I know that liberals should take pains not to find fault on both sides, and rather to focus on Russian aggression, but there's a fine article in The New York Times examining Georgia's claims about the South Ossetia War, and finding many of those claims faulty.
According to observations of the monitors, documented Aug. 7 and Aug. 8, Georgian artillery rounds and rockets were falling throughout the city at intervals of 15 to 20 seconds between explosions, and within the first hour of the bombardment at least 48 rounds landed in a civilian area. The monitors have also said they were unable to verify that ethnic Georgian villages were under heavy bombardment that evening, calling to question one of Mr. Saakashvili’s main justifications for the attack.This has been a key point of dispute; Georgia has claimed that Russian armored columns were invading in support of South Ossetian bombardment of Georgian villages. It turns out that neither the bombardment nor the movement of the column can be confirmed by third party observers. This comes on the heels of reports that Israeli-made cluster munitions were utilized by Georgia during the war, and that those munitions killed South Ossetian civilians. The domestic and international media in Georgia has also operated under tighter controls since the end of the war.
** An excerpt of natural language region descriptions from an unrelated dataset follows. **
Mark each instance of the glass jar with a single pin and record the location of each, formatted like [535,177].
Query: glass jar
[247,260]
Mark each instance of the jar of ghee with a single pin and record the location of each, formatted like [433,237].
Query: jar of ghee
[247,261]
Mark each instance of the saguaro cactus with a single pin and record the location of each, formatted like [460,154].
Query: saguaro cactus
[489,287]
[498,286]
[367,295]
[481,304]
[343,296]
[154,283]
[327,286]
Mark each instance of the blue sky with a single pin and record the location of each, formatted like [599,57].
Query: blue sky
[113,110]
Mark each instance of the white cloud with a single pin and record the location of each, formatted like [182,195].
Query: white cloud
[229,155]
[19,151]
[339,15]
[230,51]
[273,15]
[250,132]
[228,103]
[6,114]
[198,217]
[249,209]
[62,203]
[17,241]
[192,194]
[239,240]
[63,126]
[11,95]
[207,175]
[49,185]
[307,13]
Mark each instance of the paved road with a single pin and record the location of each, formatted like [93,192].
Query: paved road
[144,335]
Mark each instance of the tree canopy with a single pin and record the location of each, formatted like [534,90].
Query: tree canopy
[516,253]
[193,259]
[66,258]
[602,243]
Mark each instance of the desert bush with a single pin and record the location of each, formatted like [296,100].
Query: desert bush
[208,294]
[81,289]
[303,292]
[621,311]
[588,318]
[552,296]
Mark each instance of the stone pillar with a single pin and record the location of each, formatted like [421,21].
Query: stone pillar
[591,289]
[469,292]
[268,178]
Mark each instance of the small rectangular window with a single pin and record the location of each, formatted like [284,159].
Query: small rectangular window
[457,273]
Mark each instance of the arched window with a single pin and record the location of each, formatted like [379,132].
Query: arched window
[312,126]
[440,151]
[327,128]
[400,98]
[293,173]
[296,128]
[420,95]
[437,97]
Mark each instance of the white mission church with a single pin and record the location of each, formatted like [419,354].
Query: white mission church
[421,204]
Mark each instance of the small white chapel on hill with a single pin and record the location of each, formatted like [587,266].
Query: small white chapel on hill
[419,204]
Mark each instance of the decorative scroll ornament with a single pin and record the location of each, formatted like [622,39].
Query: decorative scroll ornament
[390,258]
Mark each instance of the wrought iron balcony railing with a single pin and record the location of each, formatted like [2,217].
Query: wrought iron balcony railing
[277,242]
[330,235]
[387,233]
The lesson for folks like David Greenberg who were critical of liberals for displaying insufficient zeal in support of Georgia should be this: There's a reason that many liberals were wary about declaring Russia the aggressor in the South Ossetia War, and there were reasons that we were reluctant to lionize Saakashvili. The most important reasons are that we recognize complexity, and don't feel the need reduce international events to crude Cold War stereotypes. Another reason for caution was that many liberals had a basic knowledge of the Caucasus region, of its politics, and its history, and that this knowledge made us skeptical of both Russian and Georgian claims. Greenberg calls this a neglect of liberal ideals; I'd suggest that paying attention to the world has always been a liberal ideal.